Attore impegnato, ma a darle il ruolo da protagonista è stato Carlo Vanzina ne Il cielo in una stanza.
«Fu un doppio esordio con Gabriele Mainetti. Va riconosciuto a Vanzina di essere stato un amante del cinema, di aver fatto i provini per cercare volti nuovi e di avere puntato sui giovani. Mi presentai da lui con strafottenza perché ero in ballo per una tournée di Shakespeare e quando mi prese andai in crisi».
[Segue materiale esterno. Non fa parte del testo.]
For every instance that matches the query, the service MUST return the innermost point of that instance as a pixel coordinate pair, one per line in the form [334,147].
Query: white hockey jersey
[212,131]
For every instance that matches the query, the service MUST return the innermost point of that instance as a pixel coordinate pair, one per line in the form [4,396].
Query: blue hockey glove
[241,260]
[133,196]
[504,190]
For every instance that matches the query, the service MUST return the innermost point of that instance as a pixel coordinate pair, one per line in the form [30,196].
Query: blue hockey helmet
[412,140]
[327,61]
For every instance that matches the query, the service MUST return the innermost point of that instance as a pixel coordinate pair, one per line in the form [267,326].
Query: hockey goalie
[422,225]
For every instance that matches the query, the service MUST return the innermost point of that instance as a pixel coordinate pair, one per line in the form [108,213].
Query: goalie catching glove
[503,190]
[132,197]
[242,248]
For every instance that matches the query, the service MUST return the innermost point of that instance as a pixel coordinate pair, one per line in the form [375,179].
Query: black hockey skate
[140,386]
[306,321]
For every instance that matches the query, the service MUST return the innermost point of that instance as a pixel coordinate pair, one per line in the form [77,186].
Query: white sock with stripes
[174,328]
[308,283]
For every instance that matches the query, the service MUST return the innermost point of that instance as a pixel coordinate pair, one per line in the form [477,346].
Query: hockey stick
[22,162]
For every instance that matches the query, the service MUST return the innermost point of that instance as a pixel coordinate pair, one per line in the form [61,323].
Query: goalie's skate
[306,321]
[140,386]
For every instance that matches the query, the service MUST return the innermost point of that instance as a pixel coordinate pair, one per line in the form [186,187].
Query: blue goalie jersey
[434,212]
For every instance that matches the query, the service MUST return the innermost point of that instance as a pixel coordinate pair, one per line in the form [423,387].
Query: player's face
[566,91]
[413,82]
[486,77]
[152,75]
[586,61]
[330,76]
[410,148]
L’attore che ammira di più?
«Ognuno usa la sua vita e il suo corpo, l’arte avviene dentro e non è facile rubarla. Anche lavorando con Daniel Day Lewis non si riesce a prenderne la tecnica. Da spettatore amo Totò perché dimostra che l’attore può essere qualsiasi cosa, e per lo stesso motivo Corrado Guzzanti».
L’attrice preferita?
«Potrei rivelare l’unica con cui mi sono trovato male, ma preferisco dire un’altra cosa: le donne subiscono ruoli pessimi, sono sempre le mogli di, mentre a me piace quando fanno uscire la loro umanità senza accettare i canoni del giudizio. Penso anche al caso di Giovanna Botteri quando non si è pettinata. A me piacciono gli esseri umani sbagliati».
E la sua vita parallela da rapper come Elio Jazz Germano?
«Il mio gruppo Bestierare dura da 21 anni, più del fascismo, e ora è uscito il disco Tutto sommato. Il rap è una narrazione come il teatro e per me un modo di scrivere testi e non solo interpretarli».
Pronto a compiere 40 anni?
«Con forte disagio. Mi pare un po’ eccessivo. Pensare al futuro crea aspettative e infelicità, per cui cerco di vivere bene il presente. Certo, se in cambio di ruoli e premi mi ridessero 20 anni firmerei subito».